The spot takes a look at several decades of a family getting together for Christmas, told from the perspective of a tree-topper ornament. It runs through the near misses that the ornament has had over the years given the rambunctious nature of the relatives, but it ultimately closes with the family gathering around the TV to catch Forrest Gump streaming on Netflix.
"When the McDermotts get together to watch something on Netflix, I gotta say it makes me smile," she concludes. "Then again, it's sorta painted on my face."
Netflix pitching itself as a holiday tradition may seem out of place. It obviously wasn't around during the 34-year span depicted in the commercial. Netflix didn't roll out its streaming service until 2007, and it took a bit longer than that for the platform to become available on Web-tethered devices that made the viewing process seamless on TV.
One can also argue that Netflix streaming and tradition are strange bedfellows given the limited nature of the content-licensing deals between studios and the dot-com darling.
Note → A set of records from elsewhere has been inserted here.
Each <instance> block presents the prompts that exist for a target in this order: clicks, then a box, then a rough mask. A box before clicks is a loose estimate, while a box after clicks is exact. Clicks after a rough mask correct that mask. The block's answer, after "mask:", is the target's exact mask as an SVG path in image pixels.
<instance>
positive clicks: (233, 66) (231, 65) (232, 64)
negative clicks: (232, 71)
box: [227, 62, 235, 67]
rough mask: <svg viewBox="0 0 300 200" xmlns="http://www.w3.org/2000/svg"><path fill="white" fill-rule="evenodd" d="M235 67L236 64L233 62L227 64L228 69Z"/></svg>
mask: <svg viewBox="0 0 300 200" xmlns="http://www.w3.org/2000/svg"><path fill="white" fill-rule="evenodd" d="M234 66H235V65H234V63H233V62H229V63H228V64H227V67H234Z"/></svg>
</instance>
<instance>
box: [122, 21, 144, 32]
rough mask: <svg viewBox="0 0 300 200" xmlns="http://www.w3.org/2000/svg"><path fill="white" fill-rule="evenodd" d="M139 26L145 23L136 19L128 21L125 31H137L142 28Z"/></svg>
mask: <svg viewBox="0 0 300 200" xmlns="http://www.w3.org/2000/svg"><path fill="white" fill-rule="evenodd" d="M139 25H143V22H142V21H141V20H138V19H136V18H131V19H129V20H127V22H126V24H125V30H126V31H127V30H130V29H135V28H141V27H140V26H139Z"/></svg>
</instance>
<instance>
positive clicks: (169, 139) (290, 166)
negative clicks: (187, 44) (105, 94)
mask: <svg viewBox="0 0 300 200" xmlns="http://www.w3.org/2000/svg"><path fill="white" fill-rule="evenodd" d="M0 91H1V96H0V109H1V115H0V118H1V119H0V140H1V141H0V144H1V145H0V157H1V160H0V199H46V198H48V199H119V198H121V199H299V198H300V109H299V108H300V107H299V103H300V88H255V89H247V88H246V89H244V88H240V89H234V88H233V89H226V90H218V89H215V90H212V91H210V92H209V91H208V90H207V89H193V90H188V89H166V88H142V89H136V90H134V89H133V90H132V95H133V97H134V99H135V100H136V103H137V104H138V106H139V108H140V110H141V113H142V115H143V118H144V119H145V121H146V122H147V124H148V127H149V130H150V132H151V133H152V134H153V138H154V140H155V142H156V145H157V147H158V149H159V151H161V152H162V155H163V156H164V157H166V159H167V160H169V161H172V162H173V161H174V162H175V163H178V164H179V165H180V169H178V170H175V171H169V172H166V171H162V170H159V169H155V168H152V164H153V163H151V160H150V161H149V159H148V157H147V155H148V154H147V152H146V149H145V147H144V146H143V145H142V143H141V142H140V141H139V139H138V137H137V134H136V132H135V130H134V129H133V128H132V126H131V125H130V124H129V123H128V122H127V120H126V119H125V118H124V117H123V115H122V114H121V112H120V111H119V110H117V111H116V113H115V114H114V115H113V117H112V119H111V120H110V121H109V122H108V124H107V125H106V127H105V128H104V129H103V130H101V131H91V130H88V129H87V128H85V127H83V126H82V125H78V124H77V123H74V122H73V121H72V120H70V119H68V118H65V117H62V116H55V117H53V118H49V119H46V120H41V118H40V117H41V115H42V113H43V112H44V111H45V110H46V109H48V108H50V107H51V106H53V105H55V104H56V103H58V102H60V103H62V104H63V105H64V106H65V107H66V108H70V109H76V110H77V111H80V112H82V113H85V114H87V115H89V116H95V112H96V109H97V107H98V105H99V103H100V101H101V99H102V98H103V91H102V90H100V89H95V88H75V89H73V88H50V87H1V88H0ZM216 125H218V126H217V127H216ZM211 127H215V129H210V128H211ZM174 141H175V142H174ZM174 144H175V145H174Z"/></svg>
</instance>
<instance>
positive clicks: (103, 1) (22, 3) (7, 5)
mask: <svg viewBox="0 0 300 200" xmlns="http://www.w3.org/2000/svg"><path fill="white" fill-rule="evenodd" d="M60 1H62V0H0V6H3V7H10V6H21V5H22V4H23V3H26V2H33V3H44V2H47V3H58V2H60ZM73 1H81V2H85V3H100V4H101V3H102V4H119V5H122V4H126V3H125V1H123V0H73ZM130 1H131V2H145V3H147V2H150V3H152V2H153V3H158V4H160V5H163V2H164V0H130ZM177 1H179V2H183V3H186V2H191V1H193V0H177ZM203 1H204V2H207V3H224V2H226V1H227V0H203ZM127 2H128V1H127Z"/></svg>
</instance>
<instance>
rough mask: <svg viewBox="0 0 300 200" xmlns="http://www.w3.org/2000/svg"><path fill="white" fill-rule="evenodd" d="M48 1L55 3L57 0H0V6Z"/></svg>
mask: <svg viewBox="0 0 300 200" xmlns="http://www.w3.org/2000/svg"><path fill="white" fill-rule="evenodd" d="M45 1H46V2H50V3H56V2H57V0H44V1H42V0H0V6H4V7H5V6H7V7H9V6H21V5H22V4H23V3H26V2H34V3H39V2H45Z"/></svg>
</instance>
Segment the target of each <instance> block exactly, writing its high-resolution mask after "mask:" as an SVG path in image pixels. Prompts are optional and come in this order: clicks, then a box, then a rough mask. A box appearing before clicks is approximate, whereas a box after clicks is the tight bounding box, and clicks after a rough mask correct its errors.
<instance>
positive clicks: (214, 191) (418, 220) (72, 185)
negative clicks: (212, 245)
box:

If a movie or show isn't faring well on the platform, or if the studio demands too much for a renewal, it's not beyond Netflix to pull the plug. This isn't the A Christmas Story marathon on TBS that you can count on every Christmas Eve.
But it is clear that Netflix is growing. It's now serving up more than a billion hours of content a month. It closed out its latest quarter with 31.1 million domestic subscribers, up sharply from the 25.1 million stateside streaming accounts it watched over a year earlier. No one is even close to Netflix. Amazon.com (NASDAQ: AMZN ) would be the closest thing that Netflix has to a rival, but it's a distant competitor at best.
The only reason that Amazon is even in contention is that it offers its streaming service at no additional cost to folks paying for expedited merchandise deliveries through Amazon Prime. It also does what Netflix has inexplicably yet to do by offering newer movies and TV show episodes on a pay-per-stream basis. But would Prime Instant Video even be the silver medalist if Amazon started charging for it as a stand-alone platform like Netflix?
In the end, the tree-topper in the ad is probably a lot like Netflix shareholders. The stock is now nearly a seven-bagger since bottoming out two summers ago. They're on top. They're smiling. They survived the near brushes with disaster.